The matrix equation can be solved in the standard way. It’s not too large: the problem size is (ndim+1)*npoints × (ndim+1)*npoints which stays manageable (on a puny Eee laptop) at least to 10000 data points in 2-D. In principle, iterative methods could be used to solve it, but in practice since I didn’t want to spend time looking for a good preconditioner, direct sparse solvers will have to do.

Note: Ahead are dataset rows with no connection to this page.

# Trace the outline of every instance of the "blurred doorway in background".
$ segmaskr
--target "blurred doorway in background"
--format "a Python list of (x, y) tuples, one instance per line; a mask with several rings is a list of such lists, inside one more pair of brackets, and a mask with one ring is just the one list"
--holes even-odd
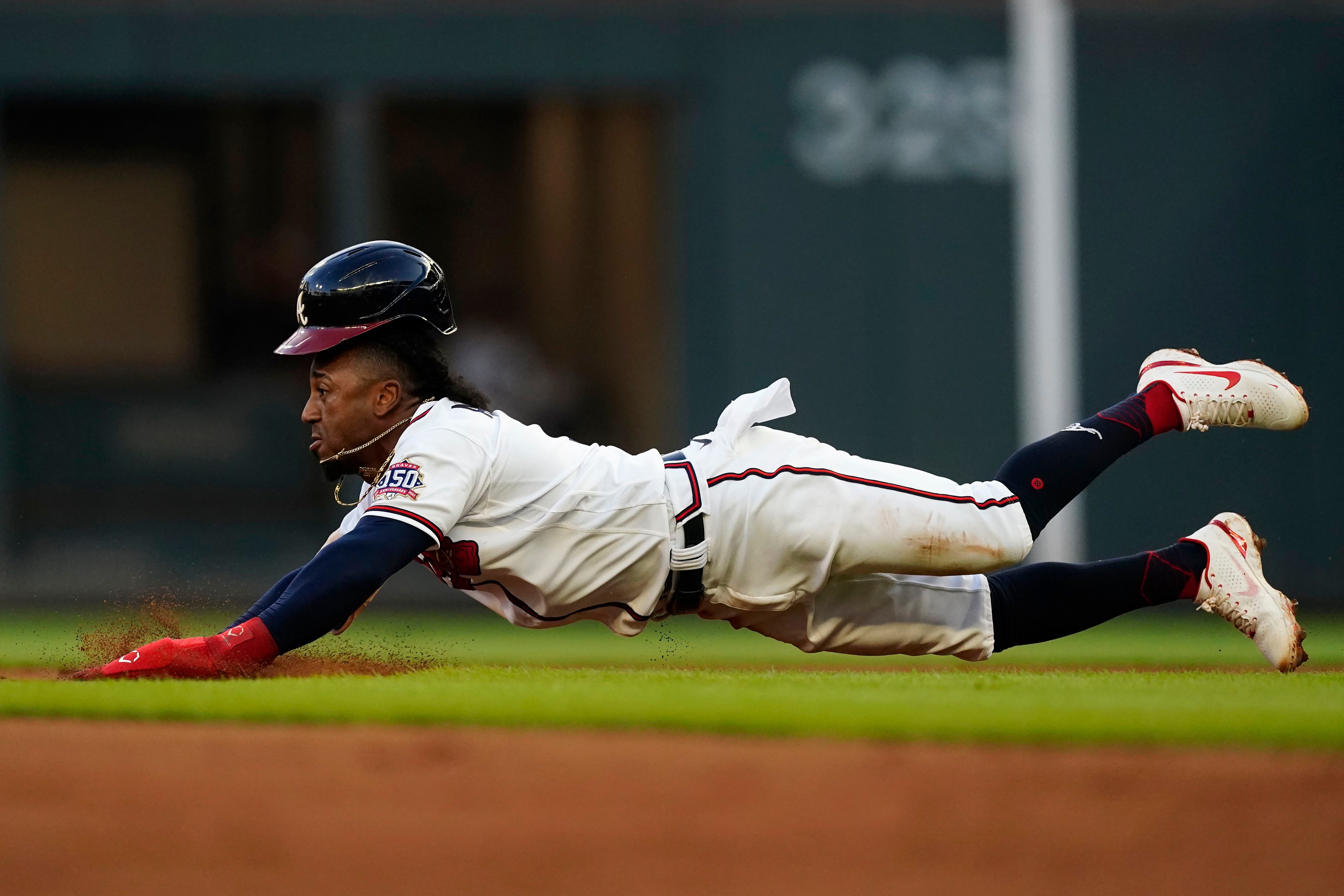
[[(379, 106), (378, 235), (448, 271), (454, 367), (548, 431), (676, 447), (661, 107)], [(340, 249), (327, 116), (316, 97), (5, 99), (7, 590), (250, 592), (331, 531), (304, 365), (271, 355), (304, 271)]]

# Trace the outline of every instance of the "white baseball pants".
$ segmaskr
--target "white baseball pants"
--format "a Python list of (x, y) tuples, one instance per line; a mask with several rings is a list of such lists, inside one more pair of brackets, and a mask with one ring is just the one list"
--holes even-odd
[(809, 653), (993, 652), (982, 574), (1032, 544), (1007, 486), (964, 485), (759, 424), (728, 451), (696, 449), (687, 457), (707, 493), (703, 618)]

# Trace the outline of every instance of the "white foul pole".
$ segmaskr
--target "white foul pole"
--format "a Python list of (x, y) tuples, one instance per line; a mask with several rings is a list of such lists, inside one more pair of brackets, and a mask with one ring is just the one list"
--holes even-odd
[[(1067, 0), (1009, 0), (1016, 149), (1017, 404), (1023, 443), (1078, 420), (1074, 52)], [(1082, 497), (1036, 540), (1032, 560), (1086, 553)]]

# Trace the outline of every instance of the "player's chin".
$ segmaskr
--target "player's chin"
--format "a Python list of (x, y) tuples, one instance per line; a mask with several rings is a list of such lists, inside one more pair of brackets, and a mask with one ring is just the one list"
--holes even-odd
[(345, 458), (340, 458), (340, 459), (335, 459), (335, 461), (328, 461), (327, 463), (323, 463), (323, 455), (321, 455), (320, 451), (313, 450), (312, 455), (313, 455), (313, 459), (317, 461), (317, 466), (321, 467), (323, 476), (327, 477), (328, 482), (335, 482), (340, 477), (345, 476), (347, 473), (358, 473), (359, 472), (359, 470), (345, 469), (345, 467), (349, 466), (348, 463), (343, 463), (341, 462)]

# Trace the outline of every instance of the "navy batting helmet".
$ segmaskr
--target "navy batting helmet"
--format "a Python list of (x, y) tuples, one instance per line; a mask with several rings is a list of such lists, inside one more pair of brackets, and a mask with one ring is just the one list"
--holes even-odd
[(313, 265), (298, 283), (298, 329), (277, 355), (312, 355), (398, 317), (445, 336), (457, 329), (444, 269), (405, 243), (379, 239)]

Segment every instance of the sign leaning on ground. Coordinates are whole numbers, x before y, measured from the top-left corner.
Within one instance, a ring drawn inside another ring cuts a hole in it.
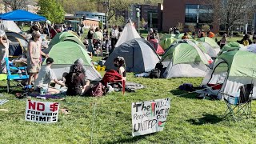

All in all, this is probably a known smoothing method, but since I did this for “fun”, I didn’t bother trying to find it in the literature. Nevertheless, the minimum norm network idea is beautiful, and evidently indicates Correct Thought.

References

 [Nielson83] G. Nielson, “A method for interpolating scattered data based upon a minimum norm network”. Math. Comp., 40, 253 (1983).

## … in practice?¶

Ok, so far so good. But does it actually work? A simple test problem should be enough to check that:

>>> import numpy as np
>>> points = np.random.rand(1500, 2)
>>> signal = np.cos(5*points[:,0])*np.sin(5*points[:,1])
>>> noise = np.random.randn(points.shape)
>>> data = signal + noise

>>> from scipy.interpolate import NDSmoother, griddata
>>> smoothed = NDSmoother(points, data, scale=1e-5)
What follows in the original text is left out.